İşgalin başladığı yerde, yani İzmir’de sonuçlanmıştır ulusal kurtuluş mücadelesi. Türkiye Cumhuriyeti’nin temel direkleri İzmir’de atılmış, yapı taşları da İzmir’den yükselmiştir. Ülkenin yeniden kuruluşu ve yapılandırılması için temel politikalar İzmir’de belirlenmiştir.

İzmir, ‘öncü kent’

İşte bunun içindir ki İzmir Türkiye’nin öncü kentidir. Gerek Cumhuriyetin ilk yıllarında, gerekse daha sonraki önemli dönemeçlerde; İzmir, ülkenin yazgısının belirlenmesine ve yol haritasının oluşturulmasında belirleyici olmuştur.

Çok partili siyasal yaşama geçişte de 12 Eylül sonrası siyasal yasakların kaldırılmasında da hep İzmir’in damgası vardır. Tıpkı içinde bulunduğumuz zorlu dönemin neredeyse 20 yıldır süren iktidarına karşı, İzmirlilerin kararlı ve direngen muhalif tavrının hiçbir zaman unutulmayacağı gibi!..

Geleceği kurmak

Sürekli ve dikkatli okurlarımız anımsayacaklardır; son yerel seçimlerde İstanbul ve Ankara büyükşehir belediye başkanlıklarının CHP’li muhalefet adaylarınca kazanılmasının ardından, ‘özgünlüğü ve farklılığı kalmayan İzmir’in, önümüzdeki dönemde acaba pabucu dama atılır mı?’diye bir soru ortaya atmıştık. Elbette amacımız, çağdaşlıktan/demokrasiden/toplumsal gelişmeden yana olan büyük kentler arasında tatlı bir yarışın olması ve İzmir’in daha da ileri noktalara taşınmasıydı!..

Uzun yıllardır CHP’li başkanlarca yönetilen İzmir’in, oluşturduğu yerel yönetim deneyiminin ve yönetsel/entelektüel birikimin, yeni hedeflere yönelmesi ve yeni aşamalara evrilmesi gerektiğini düşünüyoruz. Bu yürüyüşte, İzmir’in başta yerel yönetimleri olmak üzere siyasal ve toplumsal dinamiklerine, elbette en başta da aydınlarına, iş/ekonomi çevrelerine önemli görevler düşüyor.

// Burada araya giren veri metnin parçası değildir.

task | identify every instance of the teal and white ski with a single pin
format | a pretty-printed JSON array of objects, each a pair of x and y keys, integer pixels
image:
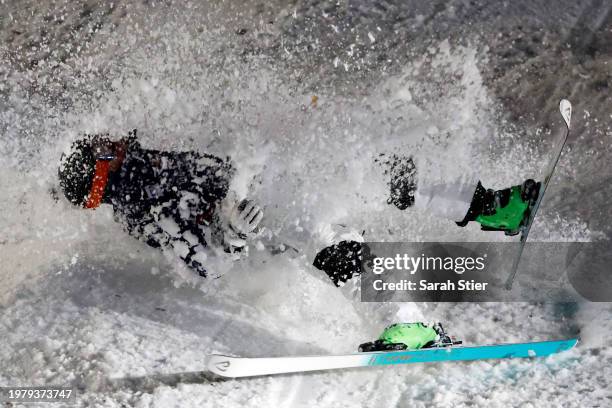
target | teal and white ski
[
  {"x": 565, "y": 108},
  {"x": 235, "y": 367}
]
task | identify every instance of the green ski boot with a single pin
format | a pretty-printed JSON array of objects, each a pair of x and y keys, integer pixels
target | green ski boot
[
  {"x": 409, "y": 336},
  {"x": 502, "y": 210}
]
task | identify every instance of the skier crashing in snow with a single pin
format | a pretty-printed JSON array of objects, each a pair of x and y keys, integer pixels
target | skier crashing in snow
[
  {"x": 175, "y": 201},
  {"x": 180, "y": 201}
]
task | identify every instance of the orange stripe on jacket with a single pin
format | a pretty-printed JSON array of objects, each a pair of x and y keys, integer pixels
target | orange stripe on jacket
[{"x": 96, "y": 194}]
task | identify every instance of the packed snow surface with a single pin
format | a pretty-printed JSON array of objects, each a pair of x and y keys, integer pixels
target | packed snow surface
[{"x": 304, "y": 97}]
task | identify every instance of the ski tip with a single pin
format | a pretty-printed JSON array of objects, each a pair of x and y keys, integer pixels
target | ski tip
[
  {"x": 565, "y": 107},
  {"x": 220, "y": 365}
]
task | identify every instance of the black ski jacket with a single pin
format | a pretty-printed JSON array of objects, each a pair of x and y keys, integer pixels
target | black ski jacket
[{"x": 168, "y": 199}]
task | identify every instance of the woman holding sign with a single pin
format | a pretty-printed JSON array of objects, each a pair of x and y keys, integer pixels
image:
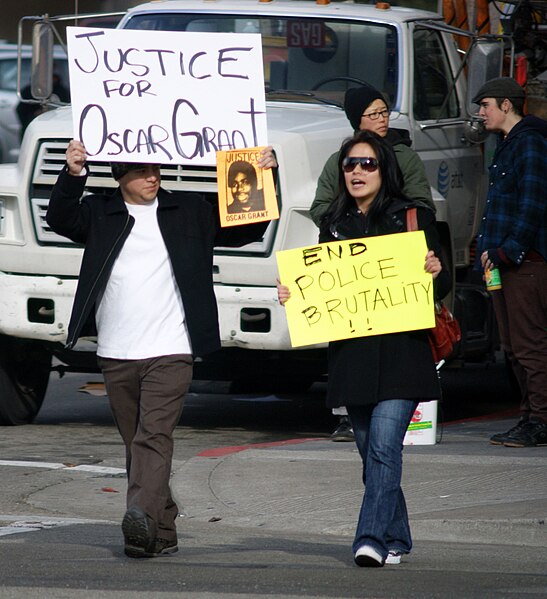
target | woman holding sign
[{"x": 382, "y": 378}]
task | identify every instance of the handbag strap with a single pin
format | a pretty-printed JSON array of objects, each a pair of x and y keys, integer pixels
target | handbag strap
[{"x": 411, "y": 219}]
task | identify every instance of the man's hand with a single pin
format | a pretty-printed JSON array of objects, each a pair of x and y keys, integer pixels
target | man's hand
[
  {"x": 432, "y": 264},
  {"x": 75, "y": 157}
]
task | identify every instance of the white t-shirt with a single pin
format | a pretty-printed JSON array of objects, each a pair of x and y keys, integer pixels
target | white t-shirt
[{"x": 140, "y": 313}]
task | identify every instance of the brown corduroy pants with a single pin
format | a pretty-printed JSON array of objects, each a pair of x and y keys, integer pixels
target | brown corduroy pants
[{"x": 146, "y": 397}]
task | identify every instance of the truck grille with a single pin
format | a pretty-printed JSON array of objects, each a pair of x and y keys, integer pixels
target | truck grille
[{"x": 51, "y": 159}]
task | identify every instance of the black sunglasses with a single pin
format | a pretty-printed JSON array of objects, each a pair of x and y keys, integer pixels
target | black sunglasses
[{"x": 366, "y": 163}]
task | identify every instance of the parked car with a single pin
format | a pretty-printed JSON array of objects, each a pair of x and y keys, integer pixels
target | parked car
[{"x": 10, "y": 123}]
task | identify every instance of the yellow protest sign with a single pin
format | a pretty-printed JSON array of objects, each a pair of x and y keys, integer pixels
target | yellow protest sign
[{"x": 356, "y": 288}]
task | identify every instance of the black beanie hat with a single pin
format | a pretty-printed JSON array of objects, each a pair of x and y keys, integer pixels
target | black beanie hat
[
  {"x": 501, "y": 87},
  {"x": 357, "y": 99},
  {"x": 119, "y": 169}
]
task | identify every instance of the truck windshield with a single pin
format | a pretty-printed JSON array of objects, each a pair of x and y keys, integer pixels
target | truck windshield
[{"x": 305, "y": 60}]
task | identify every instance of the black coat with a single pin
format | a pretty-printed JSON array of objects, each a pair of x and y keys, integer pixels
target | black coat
[
  {"x": 366, "y": 370},
  {"x": 190, "y": 228}
]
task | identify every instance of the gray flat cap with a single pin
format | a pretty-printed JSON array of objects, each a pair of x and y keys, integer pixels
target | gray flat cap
[{"x": 502, "y": 87}]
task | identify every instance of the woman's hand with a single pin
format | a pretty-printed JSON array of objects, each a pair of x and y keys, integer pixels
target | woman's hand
[
  {"x": 283, "y": 293},
  {"x": 432, "y": 264},
  {"x": 267, "y": 158},
  {"x": 75, "y": 157}
]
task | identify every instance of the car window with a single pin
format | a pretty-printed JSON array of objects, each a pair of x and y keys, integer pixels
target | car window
[{"x": 8, "y": 72}]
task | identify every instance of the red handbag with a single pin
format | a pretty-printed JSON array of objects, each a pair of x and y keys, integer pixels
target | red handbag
[{"x": 447, "y": 331}]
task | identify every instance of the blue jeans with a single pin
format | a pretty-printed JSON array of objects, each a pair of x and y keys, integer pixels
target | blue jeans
[{"x": 379, "y": 433}]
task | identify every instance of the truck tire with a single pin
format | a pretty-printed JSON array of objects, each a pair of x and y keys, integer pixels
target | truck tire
[{"x": 24, "y": 376}]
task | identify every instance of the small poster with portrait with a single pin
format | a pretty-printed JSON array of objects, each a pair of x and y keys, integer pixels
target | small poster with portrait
[{"x": 246, "y": 192}]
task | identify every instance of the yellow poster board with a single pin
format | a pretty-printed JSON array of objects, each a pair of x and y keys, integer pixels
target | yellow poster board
[{"x": 356, "y": 288}]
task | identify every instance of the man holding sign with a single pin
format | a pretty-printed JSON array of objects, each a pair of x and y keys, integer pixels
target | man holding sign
[
  {"x": 380, "y": 378},
  {"x": 146, "y": 288}
]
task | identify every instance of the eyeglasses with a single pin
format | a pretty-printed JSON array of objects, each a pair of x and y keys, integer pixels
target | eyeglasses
[
  {"x": 366, "y": 163},
  {"x": 374, "y": 116}
]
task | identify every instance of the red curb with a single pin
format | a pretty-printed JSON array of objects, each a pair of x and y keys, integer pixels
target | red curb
[{"x": 223, "y": 451}]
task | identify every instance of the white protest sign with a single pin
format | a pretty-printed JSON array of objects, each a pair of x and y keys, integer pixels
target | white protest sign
[{"x": 165, "y": 97}]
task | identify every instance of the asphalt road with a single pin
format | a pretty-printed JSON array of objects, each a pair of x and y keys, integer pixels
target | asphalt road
[{"x": 59, "y": 528}]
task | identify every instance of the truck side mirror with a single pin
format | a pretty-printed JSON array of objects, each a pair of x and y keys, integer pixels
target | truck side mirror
[
  {"x": 484, "y": 62},
  {"x": 41, "y": 77}
]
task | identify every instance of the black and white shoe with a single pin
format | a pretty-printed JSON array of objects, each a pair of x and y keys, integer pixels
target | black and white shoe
[{"x": 137, "y": 532}]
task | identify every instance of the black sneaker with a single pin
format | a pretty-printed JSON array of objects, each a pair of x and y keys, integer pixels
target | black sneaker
[
  {"x": 532, "y": 434},
  {"x": 344, "y": 432},
  {"x": 161, "y": 547},
  {"x": 500, "y": 438},
  {"x": 137, "y": 533}
]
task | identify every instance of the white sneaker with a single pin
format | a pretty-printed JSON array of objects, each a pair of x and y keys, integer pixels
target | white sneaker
[
  {"x": 367, "y": 557},
  {"x": 394, "y": 557}
]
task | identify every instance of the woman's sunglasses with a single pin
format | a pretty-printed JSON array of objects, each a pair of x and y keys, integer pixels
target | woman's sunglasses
[{"x": 366, "y": 163}]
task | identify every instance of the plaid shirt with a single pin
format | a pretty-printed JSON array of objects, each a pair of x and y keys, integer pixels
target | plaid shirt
[{"x": 515, "y": 216}]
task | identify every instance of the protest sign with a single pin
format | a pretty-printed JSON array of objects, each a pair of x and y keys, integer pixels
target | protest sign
[
  {"x": 356, "y": 288},
  {"x": 246, "y": 192},
  {"x": 165, "y": 97}
]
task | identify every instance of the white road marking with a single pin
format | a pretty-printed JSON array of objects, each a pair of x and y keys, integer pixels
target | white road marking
[
  {"x": 36, "y": 523},
  {"x": 56, "y": 466}
]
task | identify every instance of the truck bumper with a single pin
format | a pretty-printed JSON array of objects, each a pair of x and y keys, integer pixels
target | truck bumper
[
  {"x": 252, "y": 318},
  {"x": 33, "y": 307}
]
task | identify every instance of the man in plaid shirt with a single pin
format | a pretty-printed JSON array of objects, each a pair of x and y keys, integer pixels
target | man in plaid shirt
[{"x": 513, "y": 238}]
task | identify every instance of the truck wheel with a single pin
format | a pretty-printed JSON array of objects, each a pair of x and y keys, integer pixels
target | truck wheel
[{"x": 24, "y": 376}]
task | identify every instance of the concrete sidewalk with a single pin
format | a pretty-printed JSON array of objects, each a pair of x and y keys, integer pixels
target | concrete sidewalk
[{"x": 460, "y": 490}]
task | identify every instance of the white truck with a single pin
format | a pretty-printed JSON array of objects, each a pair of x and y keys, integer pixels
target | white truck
[{"x": 312, "y": 53}]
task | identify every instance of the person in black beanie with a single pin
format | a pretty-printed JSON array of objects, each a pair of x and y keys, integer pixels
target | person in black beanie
[{"x": 367, "y": 109}]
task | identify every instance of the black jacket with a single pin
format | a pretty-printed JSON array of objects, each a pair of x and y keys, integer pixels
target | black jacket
[
  {"x": 190, "y": 228},
  {"x": 366, "y": 370}
]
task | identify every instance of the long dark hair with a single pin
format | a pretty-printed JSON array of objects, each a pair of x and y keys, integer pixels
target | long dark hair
[{"x": 392, "y": 180}]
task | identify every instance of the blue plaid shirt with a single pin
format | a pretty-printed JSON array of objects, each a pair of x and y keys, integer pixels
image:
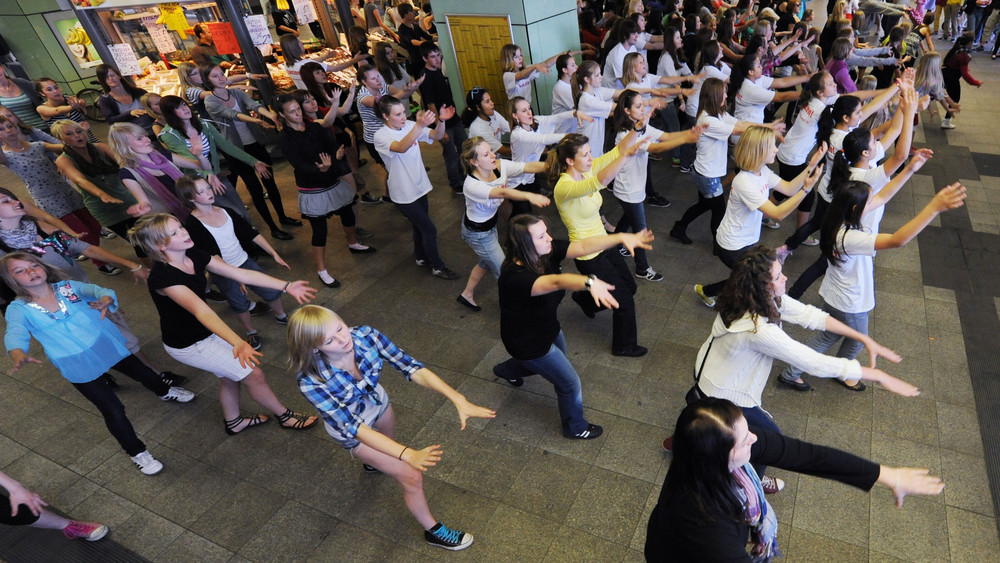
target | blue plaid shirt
[{"x": 337, "y": 395}]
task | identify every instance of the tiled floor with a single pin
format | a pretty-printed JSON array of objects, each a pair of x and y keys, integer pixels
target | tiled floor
[{"x": 525, "y": 492}]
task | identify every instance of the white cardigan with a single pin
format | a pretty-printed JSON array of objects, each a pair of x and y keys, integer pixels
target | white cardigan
[{"x": 740, "y": 361}]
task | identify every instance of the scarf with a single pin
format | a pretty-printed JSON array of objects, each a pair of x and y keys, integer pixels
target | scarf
[
  {"x": 163, "y": 164},
  {"x": 758, "y": 515}
]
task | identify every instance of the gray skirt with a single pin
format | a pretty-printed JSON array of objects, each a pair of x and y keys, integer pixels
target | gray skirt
[{"x": 321, "y": 202}]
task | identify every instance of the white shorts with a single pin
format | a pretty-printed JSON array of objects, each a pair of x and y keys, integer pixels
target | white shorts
[
  {"x": 370, "y": 411},
  {"x": 213, "y": 355}
]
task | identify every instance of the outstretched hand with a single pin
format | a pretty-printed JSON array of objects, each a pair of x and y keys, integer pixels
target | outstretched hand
[
  {"x": 467, "y": 410},
  {"x": 424, "y": 459},
  {"x": 910, "y": 481}
]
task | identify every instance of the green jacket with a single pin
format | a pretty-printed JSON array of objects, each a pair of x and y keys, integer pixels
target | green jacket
[{"x": 176, "y": 143}]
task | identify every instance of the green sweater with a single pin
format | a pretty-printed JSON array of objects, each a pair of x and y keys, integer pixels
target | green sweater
[{"x": 176, "y": 142}]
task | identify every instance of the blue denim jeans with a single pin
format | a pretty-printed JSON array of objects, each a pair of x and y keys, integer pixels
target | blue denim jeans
[
  {"x": 825, "y": 340},
  {"x": 634, "y": 220},
  {"x": 554, "y": 366},
  {"x": 486, "y": 246},
  {"x": 424, "y": 231}
]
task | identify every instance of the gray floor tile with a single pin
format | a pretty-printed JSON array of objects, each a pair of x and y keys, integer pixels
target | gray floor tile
[
  {"x": 292, "y": 533},
  {"x": 912, "y": 533},
  {"x": 609, "y": 505},
  {"x": 972, "y": 537}
]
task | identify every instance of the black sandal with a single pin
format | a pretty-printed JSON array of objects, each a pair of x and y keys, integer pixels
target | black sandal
[
  {"x": 255, "y": 420},
  {"x": 301, "y": 421}
]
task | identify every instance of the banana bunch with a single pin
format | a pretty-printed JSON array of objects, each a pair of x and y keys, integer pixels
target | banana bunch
[{"x": 77, "y": 36}]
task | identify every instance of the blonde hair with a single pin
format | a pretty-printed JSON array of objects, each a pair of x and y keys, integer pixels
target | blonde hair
[
  {"x": 306, "y": 330},
  {"x": 755, "y": 143},
  {"x": 118, "y": 138},
  {"x": 469, "y": 152},
  {"x": 928, "y": 72},
  {"x": 183, "y": 72},
  {"x": 628, "y": 75},
  {"x": 145, "y": 101},
  {"x": 841, "y": 48},
  {"x": 507, "y": 53},
  {"x": 52, "y": 274},
  {"x": 63, "y": 125},
  {"x": 149, "y": 232}
]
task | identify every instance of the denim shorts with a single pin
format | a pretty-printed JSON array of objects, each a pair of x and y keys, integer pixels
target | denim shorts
[
  {"x": 707, "y": 187},
  {"x": 486, "y": 246},
  {"x": 369, "y": 411}
]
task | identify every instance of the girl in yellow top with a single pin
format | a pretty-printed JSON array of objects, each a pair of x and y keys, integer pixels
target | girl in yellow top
[{"x": 578, "y": 180}]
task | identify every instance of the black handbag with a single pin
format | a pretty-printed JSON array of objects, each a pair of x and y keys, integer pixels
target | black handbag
[{"x": 695, "y": 393}]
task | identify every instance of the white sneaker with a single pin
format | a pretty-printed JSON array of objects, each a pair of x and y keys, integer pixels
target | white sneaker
[
  {"x": 179, "y": 394},
  {"x": 147, "y": 463}
]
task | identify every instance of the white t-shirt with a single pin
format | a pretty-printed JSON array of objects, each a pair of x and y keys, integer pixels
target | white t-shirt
[
  {"x": 713, "y": 145},
  {"x": 490, "y": 130},
  {"x": 562, "y": 100},
  {"x": 630, "y": 182},
  {"x": 648, "y": 81},
  {"x": 517, "y": 87},
  {"x": 614, "y": 64},
  {"x": 801, "y": 138},
  {"x": 740, "y": 225},
  {"x": 752, "y": 98},
  {"x": 407, "y": 181},
  {"x": 528, "y": 146},
  {"x": 230, "y": 250},
  {"x": 479, "y": 206},
  {"x": 877, "y": 179},
  {"x": 596, "y": 104},
  {"x": 691, "y": 105},
  {"x": 850, "y": 286}
]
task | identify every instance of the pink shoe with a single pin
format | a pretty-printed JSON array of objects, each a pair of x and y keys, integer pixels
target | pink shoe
[
  {"x": 90, "y": 531},
  {"x": 783, "y": 253}
]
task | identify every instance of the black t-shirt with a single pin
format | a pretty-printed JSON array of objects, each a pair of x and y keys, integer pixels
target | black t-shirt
[
  {"x": 179, "y": 327},
  {"x": 436, "y": 89},
  {"x": 302, "y": 148},
  {"x": 407, "y": 35},
  {"x": 528, "y": 325}
]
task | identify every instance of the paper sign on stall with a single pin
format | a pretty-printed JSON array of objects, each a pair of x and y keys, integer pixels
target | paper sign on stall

İşte 9-11 Eylül 2021 tarihlerinde,‘Geleceği İzmir’de Kuruyoruz’ belgisiyle İzmir’de toplanacak; ‘Dünya Belediyeler Birliği (UCLG) Kültür Zirvesi’ni, bu bağlamda değerlendiriyoruz. Ülkemizin aydınlık ve çağdaş yüzü İzmir, hedef büyüterek, çağdaş birikimini ve ilerici geleneklerini, başta içinde bulunduğumuz coğrafya olmak üzere, Akdeniz kentleri ve ülkeleri ile bütün dünyaya yansıtabilir. İzmir’in kentsel önderliği ve çağdaş aydınlığı, tıpkı Cumhuriyetin ilk yıllarında olduğu gibi, ülkemizin yeni döneminin ve Cumhuriyetin ikinci yüzyılının oluşmasında da belirleyici olabilir…

Yeni bir atılım

Yerel ve toplumsal dinamikleriyle, İzmir’in bütün bu görevlerin üstesinden gelebilecek güçte ve birikimde olduğunu düşünüyoruz. Elbette günümüzde artık koşullar değişti. Teknolojinin, bilişimin, iletişimin yarattığı ve bizlere sunduğu yeni olanaklarla birlikte yeni bir durumla da karşı karşıyayız. Artık yalnızca eski 9 Eylül kutlamalarını ya da Fuar günlerini anımsayarak ve anımsatarak yetinemeyiz.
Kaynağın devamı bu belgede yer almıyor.